"Onesto è colui che cambia il proprio pensiero per accordarlo alla verità. Disonesto è colui che cambia la verità per accordarla al proprio pensiero". Proverbio Arabo

I turchi si oppongono alla presenza delle truppe statunitensi nella base turca di Incirlik

La popolazione turca rifiuta la presenza delle truppe statunitensi nella base aerea di Incirlik, nel sud del paese, per causa della politica ostile di Washington, come ha assicurato il ministro degli esteri ottomano,

Per normalizzare le relazioni con Washington, dobbiamo fare passi avanti rispetto alla questione dei curdi a Manbij e alla consegna dell’oppositore turco Gulen (riparato negli USA) e altri problemi e quando si parla di quello, il nostro popolo vuole chiudere la base di Incirlik (agli USA), ha dichairato Cavusoglu in una intervista concessa ad un network televisivo turco, A Haber. Il cancelliere ha sottolneato che, oltre a questa opzione, la Turchia ne dispone di altre ed ha incitato Washington a correggere le sue azioni sbagliate.

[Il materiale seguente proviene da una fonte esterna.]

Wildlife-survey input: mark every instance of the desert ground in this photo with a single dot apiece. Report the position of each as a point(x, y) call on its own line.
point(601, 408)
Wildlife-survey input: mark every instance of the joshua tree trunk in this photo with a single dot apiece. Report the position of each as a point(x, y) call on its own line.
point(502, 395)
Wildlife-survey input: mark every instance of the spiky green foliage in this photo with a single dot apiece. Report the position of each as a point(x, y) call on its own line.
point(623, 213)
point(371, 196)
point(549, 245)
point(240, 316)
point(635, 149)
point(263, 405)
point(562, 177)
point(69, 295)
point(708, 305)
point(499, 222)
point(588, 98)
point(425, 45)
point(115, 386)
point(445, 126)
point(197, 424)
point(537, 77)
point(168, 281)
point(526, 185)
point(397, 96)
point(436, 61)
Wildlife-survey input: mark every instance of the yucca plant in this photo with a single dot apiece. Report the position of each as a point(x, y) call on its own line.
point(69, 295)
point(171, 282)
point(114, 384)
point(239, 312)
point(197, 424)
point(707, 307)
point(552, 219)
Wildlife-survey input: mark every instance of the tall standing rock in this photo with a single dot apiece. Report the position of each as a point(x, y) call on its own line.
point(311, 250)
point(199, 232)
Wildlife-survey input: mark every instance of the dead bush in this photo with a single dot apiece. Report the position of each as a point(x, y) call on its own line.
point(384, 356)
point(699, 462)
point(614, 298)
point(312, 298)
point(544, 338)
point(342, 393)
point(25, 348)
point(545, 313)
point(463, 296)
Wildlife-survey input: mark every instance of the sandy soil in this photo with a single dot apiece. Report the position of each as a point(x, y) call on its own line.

Cavusoglu ha sottolineato che si risolva il problema della città siriana di Manbij in conformità con il programma concordato con gli statunitensi.

Ankara ha accusato a più riprese Washington di non aver ottemperato alla promessa di far ritirare le forze  della YPG curda dalla città di Manbij, dopo la cacciata dell’ISIS (gruppo terrorista). Per la Turchia queste forze sono una estensine del PKK, partito curdo proibito in Turchia e considerato un gruppo terrorista.

Cavusoglu ha avvisato gli Stati Uniti che, se non ottempereranno a questa richiesta, la Turchia mostrerà la sua forza. “Siamo un paese indipendente ed adotteremo le misure che riterremo necessarie”, ha chiarito il cancelliere turco.

Ministro turco Cavusoglu

Washington propone sanzioni contro Ankara

Sempre più tesi i rapporti degli USA con la Turchia. Un gruppo bipartisan di  sei senatori Usa ha proposto, lo scorso 17 maggio, di sospendere la fornitura dei caccia di quinta generazione F-35 “Lightning II” alla Turchia.
La proposta, presentata dal Senatore del Rhode Island David Cicilline (dem), ha incontrato il plauso di entrambi gli schieramenti politici e questa si fa risalire all’atteggiamento “ostile e autoritario” che giorno per giorno tiene la Turchia nei confronti degli Stati Uniti d’America ed in considerazione dell’avvicinamento di Ankara a Mosca.
Il Senatore Cicilline ha riferito in particolare che “il regime turco, retto dal presidente Erdogan, è diventato sempre più autoritario negli ultimi anni, reprimendo il dissenso e limitando la libertà di parola. Hanno addirittura trattenuto in ostaggio cittadini americani per utilizzarli come moneta di scambio col governo americano”.

L’avvicinamento della Turchia alla Russia ed all’Iran, ha ulteriormente esasperato i rapporti fra Washington e Ankara ed in particolare la decisione turca di acquistare i sistemi antiaerei russi S-400. Tale decisione viene ritenuta incompatibile con l’appartenenza alla NATO del grande paese ottomano.

Nota: senatori USA che non hanno mai avuto alcuna critica verso il regime di oppressione e di repressione di ogni dissenso che è caratteristico dell’Arabia Saudita, ritengono invece di essere molto intransigenti con la Turchia, che si dimostra poco propensa (al contrario del regime saudita) a compiacere ed assecondare tutte le scelte della politica dell’Amministrazione Trump nella regione. In particolare viene contestato il sostegno ai gruppi secessionisti curdi che vengono armati e riforniti dalle forze USA.